No, I didn’t just call you

“Hi, I just missed a call from this number.” No, you didn’t. You spoofed my number.

The first time it happened, was actually via a text message. Someone wrote, “Who is this?” The non-cybersavvy, coffee deprived and inclined to be helpful mom in me responded with, “Sorry, I’m confused. You just texted me.”

Mystery texter responded, “I just missed a call from this number.”

Kindly, I replied, “Sorry, but I didn’t text you.”

Sometimes I get really annoyed with myself when I make these silly little mistakes that could result in something as minor as future annoyance or as critical as fraud.

Now, I get phone calls multiple times a day from a variety of different people, men and women, claiming to have just missed a call from me.

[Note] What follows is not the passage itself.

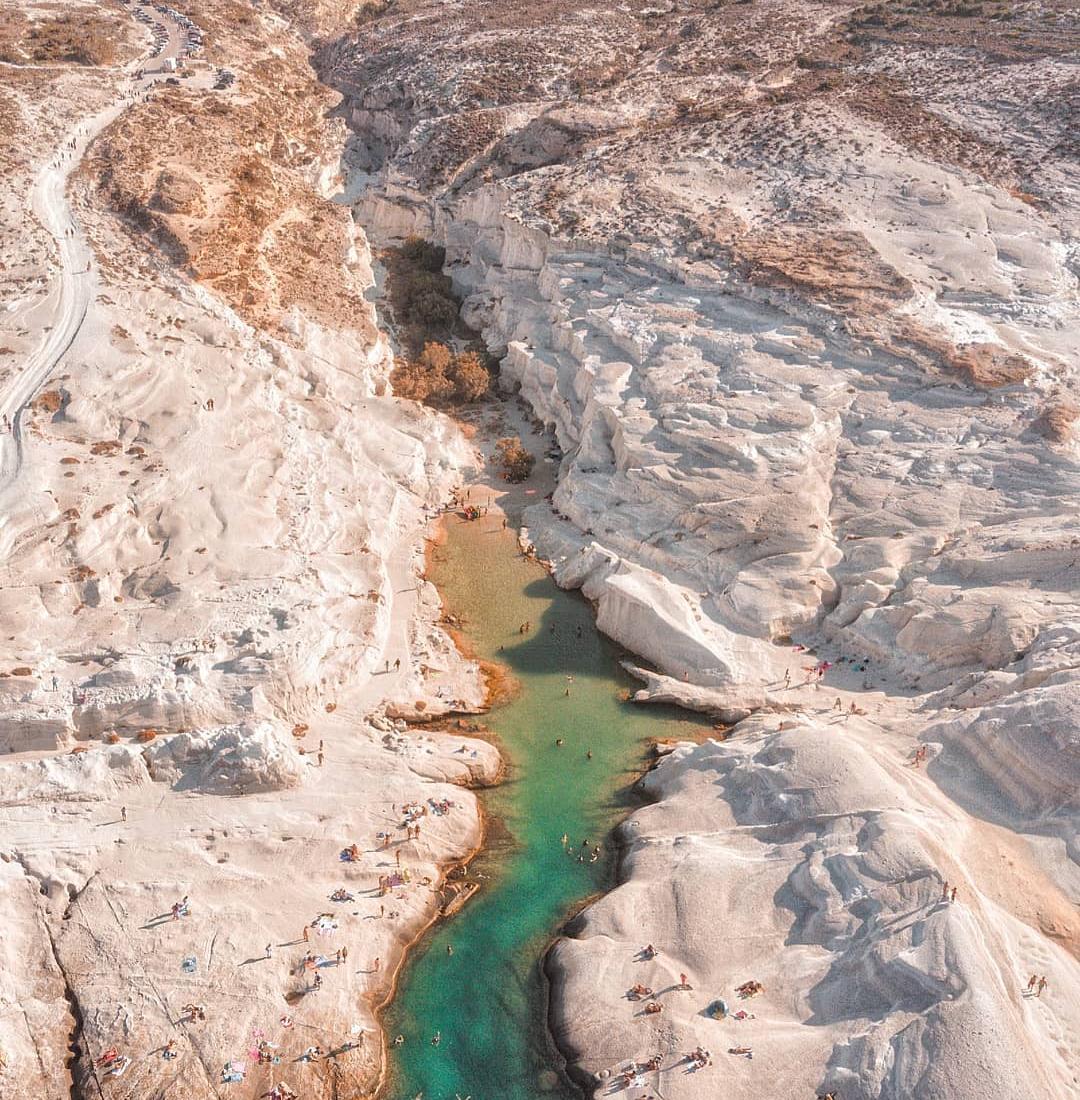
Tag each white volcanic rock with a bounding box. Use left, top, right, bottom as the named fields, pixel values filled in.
left=319, top=0, right=1080, bottom=1100
left=549, top=719, right=1080, bottom=1100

It’s called spoofing, and in the email world, it’s been around for a while. Many fraudsters have traditionally used spoofing as part of their phishing campaigns. Now, they are spoofing cell phones.

It’s a thing, though according to my tightly knit circle, it’s not happening everywhere to everyone, but I can confirm that it is happening with a variety of different cell phone providers from Sprint to AT&T.

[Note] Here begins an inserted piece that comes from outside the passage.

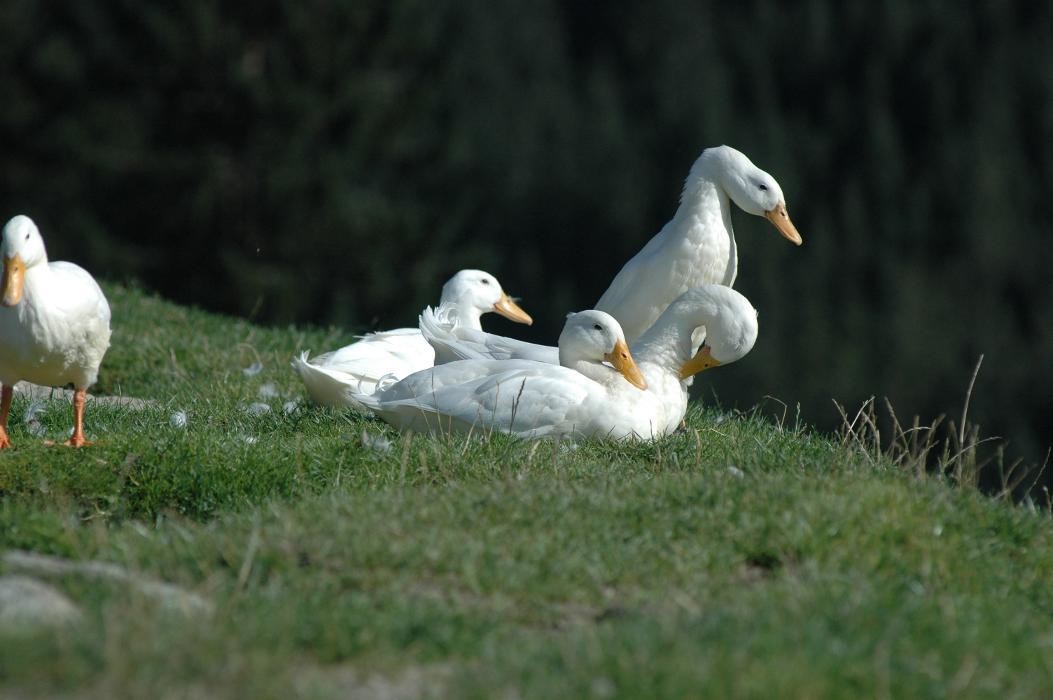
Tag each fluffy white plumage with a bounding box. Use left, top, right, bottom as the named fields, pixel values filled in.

My experience with the customer service provider at Sprint was less than helpful, so I had to go out and do some research on my own, and I’ve yet to gain clarity on whether there are any critical security risks that we cell phone users need to be wary of.

As best as I can tell, there is a risk of giving away our personal information to a fraudster, so share nothing with no one and tell your kids to do the same.

Because, “Spoofing is often used as part of an attempt to trick someone into giving away valuable personal information so it can be used in fraudulent activity or sold illegally,” the act is prohibited by the FCC.

There are all sorts of unwanted phone calls, much like junk mail that has gone from the traditional mailbox to our email boxes. It’s another marketing technique, albeit not a good one.

But, unwanted calls are different from spoofing. These are not telemarketers, and there are step beyond adding your number to a national do not call list that you can and should take if you find yourself answering a random return call that you never actually dialed.

The trick is in recognizing the fraudulent caller. When a fraudster is using the spoofing tools, “The caller ID feature is sometimes manipulated by spoofers who masquerade as representatives of banks, creditors, insurance companies, or even the government,” according to the FCC.

Here are some peculiar details to watch for.

  1. There is no caller ID
  2. The number looks surprisingly like yours, except the last 4 digits are different
  3. It’s often the same statement, “I just missed a call from this number.”
  4. It could also be a text message asking, “Who is this?”

Your best bet is to start blocking the numbers, lest you decide to change your phone number all together. It’s an option that is offered, though a huge hassle with no guarantee that the number won’t be spoofed again.

To play it safe, just don’t answer a call unless you recognize the number, and don’t respond to random text messages. If you think your number has been compromised, you can also file a complaint with the FCC or ask your provider about Caller ID apps.